This is our Interactive Learner. It was made as an assignment for the Artificial Intelligence course.
Compile all files, and run src/testing/EmailTester.java.
Compile all files, and run src/testing/BlogTester.java.
The list of stopwords as found in db/common-english-words.txt was found at http://www.textfixer.com/resources/common-english-words.txt
You can find our Multinomial Naive Bayes Classifier under src/classifier/MultinomialNaiveBayesClassifier.java.
Read the commentary in src/fileparser/FileUtils.java.

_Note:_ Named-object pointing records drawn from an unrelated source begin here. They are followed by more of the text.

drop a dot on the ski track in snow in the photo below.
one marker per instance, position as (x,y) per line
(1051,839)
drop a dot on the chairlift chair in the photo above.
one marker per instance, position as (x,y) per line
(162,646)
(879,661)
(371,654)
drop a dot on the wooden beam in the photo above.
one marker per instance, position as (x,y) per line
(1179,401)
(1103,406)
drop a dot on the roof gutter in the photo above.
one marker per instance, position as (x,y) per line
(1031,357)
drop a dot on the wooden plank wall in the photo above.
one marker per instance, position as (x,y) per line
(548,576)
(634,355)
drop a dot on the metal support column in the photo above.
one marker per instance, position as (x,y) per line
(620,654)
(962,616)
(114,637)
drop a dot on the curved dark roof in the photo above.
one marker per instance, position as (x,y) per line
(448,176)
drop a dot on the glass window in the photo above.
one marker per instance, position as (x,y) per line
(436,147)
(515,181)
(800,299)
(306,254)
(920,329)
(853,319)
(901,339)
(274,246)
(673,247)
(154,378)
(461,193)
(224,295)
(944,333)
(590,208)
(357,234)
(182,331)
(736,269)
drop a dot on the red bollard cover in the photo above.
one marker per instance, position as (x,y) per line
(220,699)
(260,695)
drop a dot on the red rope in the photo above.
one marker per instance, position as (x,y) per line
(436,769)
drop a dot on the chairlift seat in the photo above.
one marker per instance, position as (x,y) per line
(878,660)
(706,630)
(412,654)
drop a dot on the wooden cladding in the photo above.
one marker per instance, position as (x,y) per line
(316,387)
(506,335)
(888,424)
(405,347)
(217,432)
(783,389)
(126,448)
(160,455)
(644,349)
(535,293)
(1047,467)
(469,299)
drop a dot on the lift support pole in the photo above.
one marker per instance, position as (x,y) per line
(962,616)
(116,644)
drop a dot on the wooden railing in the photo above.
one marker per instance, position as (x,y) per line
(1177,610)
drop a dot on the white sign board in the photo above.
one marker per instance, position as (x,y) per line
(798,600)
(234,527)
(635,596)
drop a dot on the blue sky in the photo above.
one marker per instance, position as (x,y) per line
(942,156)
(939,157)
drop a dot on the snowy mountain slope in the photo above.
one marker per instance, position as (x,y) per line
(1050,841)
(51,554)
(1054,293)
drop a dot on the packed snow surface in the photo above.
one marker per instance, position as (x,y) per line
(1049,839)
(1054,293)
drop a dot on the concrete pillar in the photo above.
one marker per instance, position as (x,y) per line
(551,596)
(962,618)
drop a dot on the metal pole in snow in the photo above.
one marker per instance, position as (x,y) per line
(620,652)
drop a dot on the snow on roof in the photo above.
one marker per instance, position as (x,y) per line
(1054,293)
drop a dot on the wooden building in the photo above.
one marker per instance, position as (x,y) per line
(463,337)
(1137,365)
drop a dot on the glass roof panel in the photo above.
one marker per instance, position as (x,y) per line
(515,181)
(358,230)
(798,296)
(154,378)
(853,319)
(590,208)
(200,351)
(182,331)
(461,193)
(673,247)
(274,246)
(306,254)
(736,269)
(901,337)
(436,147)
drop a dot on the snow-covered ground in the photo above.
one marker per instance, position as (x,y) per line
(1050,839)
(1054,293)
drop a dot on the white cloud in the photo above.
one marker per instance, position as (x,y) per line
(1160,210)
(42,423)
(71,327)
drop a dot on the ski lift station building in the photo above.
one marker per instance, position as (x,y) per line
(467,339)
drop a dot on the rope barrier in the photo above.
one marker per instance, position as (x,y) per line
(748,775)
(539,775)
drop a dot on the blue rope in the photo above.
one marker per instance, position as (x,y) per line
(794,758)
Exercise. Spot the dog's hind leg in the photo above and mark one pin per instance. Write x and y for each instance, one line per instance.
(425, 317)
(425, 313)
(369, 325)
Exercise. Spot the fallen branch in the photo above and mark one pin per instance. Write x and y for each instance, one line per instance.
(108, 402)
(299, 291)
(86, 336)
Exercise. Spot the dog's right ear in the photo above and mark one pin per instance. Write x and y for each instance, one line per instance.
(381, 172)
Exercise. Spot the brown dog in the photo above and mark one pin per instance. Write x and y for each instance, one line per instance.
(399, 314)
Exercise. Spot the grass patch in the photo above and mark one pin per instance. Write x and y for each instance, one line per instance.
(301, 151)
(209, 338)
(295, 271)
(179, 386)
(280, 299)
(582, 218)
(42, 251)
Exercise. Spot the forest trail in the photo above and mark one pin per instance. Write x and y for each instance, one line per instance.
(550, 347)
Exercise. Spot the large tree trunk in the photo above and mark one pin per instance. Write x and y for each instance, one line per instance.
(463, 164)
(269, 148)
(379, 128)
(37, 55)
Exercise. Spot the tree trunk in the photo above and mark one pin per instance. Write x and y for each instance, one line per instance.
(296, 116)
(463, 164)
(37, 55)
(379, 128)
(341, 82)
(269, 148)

Just put the files in the correct directory. For example, if you want to add some female blogs as test set, move it to db/blogs/F/test. The new file will be used the next time you run the tester. For the e-mails, it wasn't given which ones to use as training, and which one as test sets, so by default, the first 10% are used as training set, and the others as test set, instead of using folders.
Of course! If for example you have some jokes, which can be classified as either good or bad, just put each classification in a different folder. Then, create a Java class in the src/testing package, for example called JokeTester.java. You can base your implementation on the existing classes in that package.
It can run on nearly any computer, but for optimal results, please keep the following in mind:
Java: Java 8, refer to https://www.java.com/sysreq for the minimal requirements for Java 8
RAM: 512 MB
Free Disk Space: 20 MB
There is no installation required. To run the classifier, see "How do I run the classifier?".
Go to the build folder, and execute ApplierTUI.jar to open our TUI, ApplierGUI.jar to open our GUI, and BlogTester.jar to test the blogs and print the results
For emails: Ham: db/emails/ham/ Spam: db/emails/spam The classifier will automatically use the first 10% as trainingset, and the other 90% as testset. For blogs: Trainingset female: db/blogs/F/train Testset female: db/blogs/F/test Trainingset male: db/blogs/M/train Testset male: db/blogs/M/test Please note that the GUI and TUI use the blogs by default.
- Create a folder in db named jokes.
- Inside that folder, create a folder for each class, for example db/jokes/good and db/jokes/bad.
- Inside of each of those folders, create two folders named train and test.
- Put the documents you have in the appropriate folders.
- Backup the applier.obj in the root folder if there's any. Then delete it. This file is used to save classifications inbetween sessions.
- Open your favorite IDE. You will need to edit the source code for this to work.
- Make a copy of src/testing/BlogTester.java in that same folder and name it JokeTester.java.
- Open this file and change "public class BlogTester" to "public class JokeTester". Edit the lines that start with "tester." such that they point to the folders that you added. In case you added more than two classes, you will need to add some more "tester." lines.
- Optional: Edit the line "Tester tester = new Tester(new MultinomialNaiveBayesClassifier());". To use a Binomial classifier, change "Multinomial" to "Binomial". To use different options for feature selection than the default, optimized values, add 3 arguments between the brackets after "MultinomialNaiveBayesClassifier". The first argument is whether stop words should be filtered, the second to remove words that occur very frequently or almost never at all, and the third is to apply chi-square. In case all three need to be turned off, this would become: "Tester tester = new Tester(new MultinomialNaiveBayesClassifier(false, false, false));". In case we want to enable chi-square, but none of the others, we would make it: "Tester tester = new Tester(new MultinomialNaiveBayesClassifier(false, false, true));"
- Now, compile and execute JokeTester.java and wait a bit for the documents to be processed. Afterwards you should be able to see how many documents were correctly classified, and how many incorrectly.